The rmdir command is useful when you want to remove the empty directories from the filesystem in Linux. This command lets you specify the terminal to remove a particular directory right from the terminal. However, having correct knowledge of the rmdir command is essential, or you may end up deleting any important directory.
rmdir <options> <directory>
In the <options>, you can use various types of flags as per your requirements while removing <directory>.
rmdir Command in Linux With Examples
rmdir command is similar to the rm command, but rmdir only removes empty directories. So first, we will use the help flag to list down all the available options for the rmdir command:
The above command displays the various options such as:
- -p: This option removes the directory, including all its ancestors
- -v, –verbose: Displays verbose information for every directory.
- –ignore-fail-on-non-empty: This option does not report a failure that occurs because a directory is non-empty.
- –version: This option displays the version information and exit.
Example 1: The Basic rmdir Command
Let’s start the examples with a section with the simple rmdir command to remove multiple directories, and here is the basic syntax:
rmdir mydir1 mydir2 mydir3 .....
Here we will remove LINUX, INFO, and DETAIL directories through the following command:
rmdir LINUX INFO DETAIL
rmdir command in Linux
Example 2: The -p Option
You can use the -p option with the rmdir command to delete a directory, including all the subdirectories:
rmdir -p mydir1/mydir2/mydir3/...../mydirN
For example, we will delete the LINUX directory, including all its all ancestors, through the following command:
rmdir -p LINUX/mydir1/mydir2/mydir3
rmdir command with -p option
Example 3: The -v Option
If you want the terminal to display the message after removing the directory, you can use the -v option with the rmdir command:
rmdir -v dir1 dir2 dir3
Let’s now delete the LINUX, INFO, and DETAIL directories and display the message after their successful removal:
rmdir -v LINUX INFO DETAIL
rmdir: removing directory, 'LINUX'
rmdir: removing directory, 'INFO'
rmdir: removing directory, 'DETAIL'
rmdir command with -v option
Example 4: Remove Multiple Directories With the Same Expression
You can delete multiple directories if they have the same expressions by using the * in the rmdir command. For example, let’s remove all those directories which contain LINUX in their name:
rmdir -v LINUX*
rmdir: removing directory, 'LINUX1'
rmdir: removing directory, 'LINUX2'
rmdir: removing directory, 'LINUX3'
rmdir command to delete all files with the same expressions
In the above command, we have used the ls command to list all the available directories. Moreover, we executed the rmdir command -v option and * to delete all those directories which contain the same expression.
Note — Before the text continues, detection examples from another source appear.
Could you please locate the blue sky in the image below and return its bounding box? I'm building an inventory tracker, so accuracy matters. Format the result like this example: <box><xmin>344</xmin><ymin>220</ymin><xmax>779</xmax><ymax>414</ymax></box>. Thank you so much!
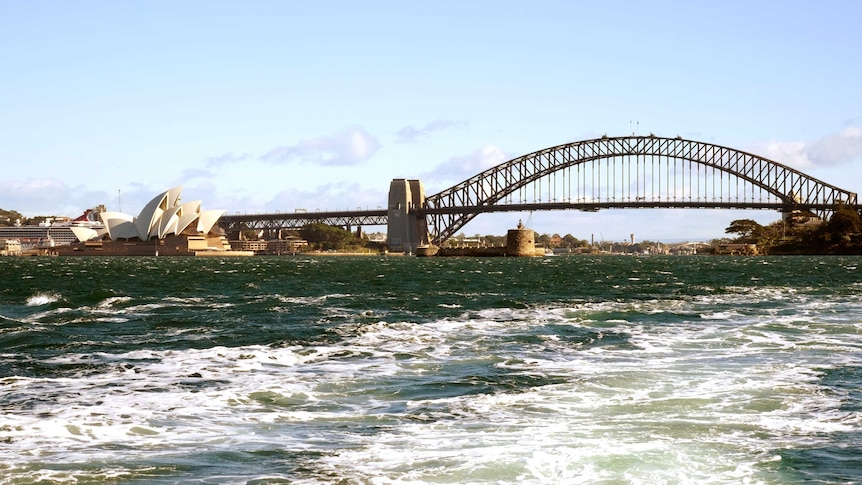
<box><xmin>0</xmin><ymin>0</ymin><xmax>862</xmax><ymax>240</ymax></box>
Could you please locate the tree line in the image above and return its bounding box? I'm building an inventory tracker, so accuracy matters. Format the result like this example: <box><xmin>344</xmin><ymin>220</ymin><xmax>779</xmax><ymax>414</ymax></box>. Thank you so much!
<box><xmin>717</xmin><ymin>204</ymin><xmax>862</xmax><ymax>254</ymax></box>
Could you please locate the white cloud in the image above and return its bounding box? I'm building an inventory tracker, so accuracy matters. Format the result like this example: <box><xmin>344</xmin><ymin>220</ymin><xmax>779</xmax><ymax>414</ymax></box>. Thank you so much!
<box><xmin>807</xmin><ymin>126</ymin><xmax>862</xmax><ymax>165</ymax></box>
<box><xmin>0</xmin><ymin>178</ymin><xmax>117</xmax><ymax>217</ymax></box>
<box><xmin>395</xmin><ymin>120</ymin><xmax>466</xmax><ymax>143</ymax></box>
<box><xmin>206</xmin><ymin>152</ymin><xmax>252</xmax><ymax>167</ymax></box>
<box><xmin>750</xmin><ymin>126</ymin><xmax>862</xmax><ymax>170</ymax></box>
<box><xmin>421</xmin><ymin>145</ymin><xmax>513</xmax><ymax>188</ymax></box>
<box><xmin>260</xmin><ymin>126</ymin><xmax>380</xmax><ymax>166</ymax></box>
<box><xmin>748</xmin><ymin>140</ymin><xmax>811</xmax><ymax>170</ymax></box>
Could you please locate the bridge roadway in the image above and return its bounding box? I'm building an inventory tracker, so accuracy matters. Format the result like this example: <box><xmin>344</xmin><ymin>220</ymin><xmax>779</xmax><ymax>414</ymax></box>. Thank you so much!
<box><xmin>219</xmin><ymin>200</ymin><xmax>844</xmax><ymax>237</ymax></box>
<box><xmin>219</xmin><ymin>209</ymin><xmax>389</xmax><ymax>238</ymax></box>
<box><xmin>221</xmin><ymin>134</ymin><xmax>859</xmax><ymax>248</ymax></box>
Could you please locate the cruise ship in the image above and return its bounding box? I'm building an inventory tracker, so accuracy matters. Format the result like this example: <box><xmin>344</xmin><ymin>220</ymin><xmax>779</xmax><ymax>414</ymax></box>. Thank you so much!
<box><xmin>0</xmin><ymin>208</ymin><xmax>105</xmax><ymax>251</ymax></box>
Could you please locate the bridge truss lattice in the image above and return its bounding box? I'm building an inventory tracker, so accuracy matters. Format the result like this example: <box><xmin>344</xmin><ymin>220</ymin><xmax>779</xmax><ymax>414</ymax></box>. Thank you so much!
<box><xmin>422</xmin><ymin>135</ymin><xmax>857</xmax><ymax>244</ymax></box>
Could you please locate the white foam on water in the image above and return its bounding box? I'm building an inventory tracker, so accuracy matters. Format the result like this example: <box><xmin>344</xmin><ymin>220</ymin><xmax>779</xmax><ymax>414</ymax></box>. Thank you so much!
<box><xmin>26</xmin><ymin>292</ymin><xmax>61</xmax><ymax>306</ymax></box>
<box><xmin>0</xmin><ymin>290</ymin><xmax>862</xmax><ymax>484</ymax></box>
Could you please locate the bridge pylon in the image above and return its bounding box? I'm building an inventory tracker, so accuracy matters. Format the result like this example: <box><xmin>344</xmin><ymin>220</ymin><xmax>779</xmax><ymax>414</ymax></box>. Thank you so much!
<box><xmin>386</xmin><ymin>179</ymin><xmax>428</xmax><ymax>253</ymax></box>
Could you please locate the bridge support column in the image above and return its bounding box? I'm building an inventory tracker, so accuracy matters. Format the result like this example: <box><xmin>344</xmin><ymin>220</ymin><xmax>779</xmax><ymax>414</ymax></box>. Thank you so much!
<box><xmin>386</xmin><ymin>179</ymin><xmax>428</xmax><ymax>253</ymax></box>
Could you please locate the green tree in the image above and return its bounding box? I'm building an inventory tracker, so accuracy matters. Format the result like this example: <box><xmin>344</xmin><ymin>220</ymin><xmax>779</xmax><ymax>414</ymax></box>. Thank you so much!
<box><xmin>0</xmin><ymin>209</ymin><xmax>25</xmax><ymax>226</ymax></box>
<box><xmin>724</xmin><ymin>219</ymin><xmax>763</xmax><ymax>242</ymax></box>
<box><xmin>824</xmin><ymin>200</ymin><xmax>862</xmax><ymax>240</ymax></box>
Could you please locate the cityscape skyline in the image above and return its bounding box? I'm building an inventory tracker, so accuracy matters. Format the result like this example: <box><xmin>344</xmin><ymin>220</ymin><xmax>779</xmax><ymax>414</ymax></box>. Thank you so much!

Example 5: The –ignore-fail-on-non-empty Option
Sometimes you get the following error while removing a directory through the rmdir command:
rmdir <option> <directory>
rmdir: failed to remove 'dir1': Directory not empty
So, in this case, you can use the –ignore-fail-on-non-empty to ignore the occurrences due to the non-empty directories. For instance, let’s remove the LINUX directory that contains sub-directories:
rmdir --ignore-fail-on-non-empty LINUX
rmdir command with –ignore-fail-on-non-empty option
This was a brief explanation of the rmdir command in Linux with examples. We have mentioned every option you can try while removing an empty directory from the terminal. If you are a beginner, you may receive errors while removing an empty or a non-empty directory.
That’s we have included the explanation on the –ignore-fail-on-non-empty option you can use if you get an error while using the rmdir command. Moreover, you can use multiple options of the rmdir command to remove the directories per the requirements.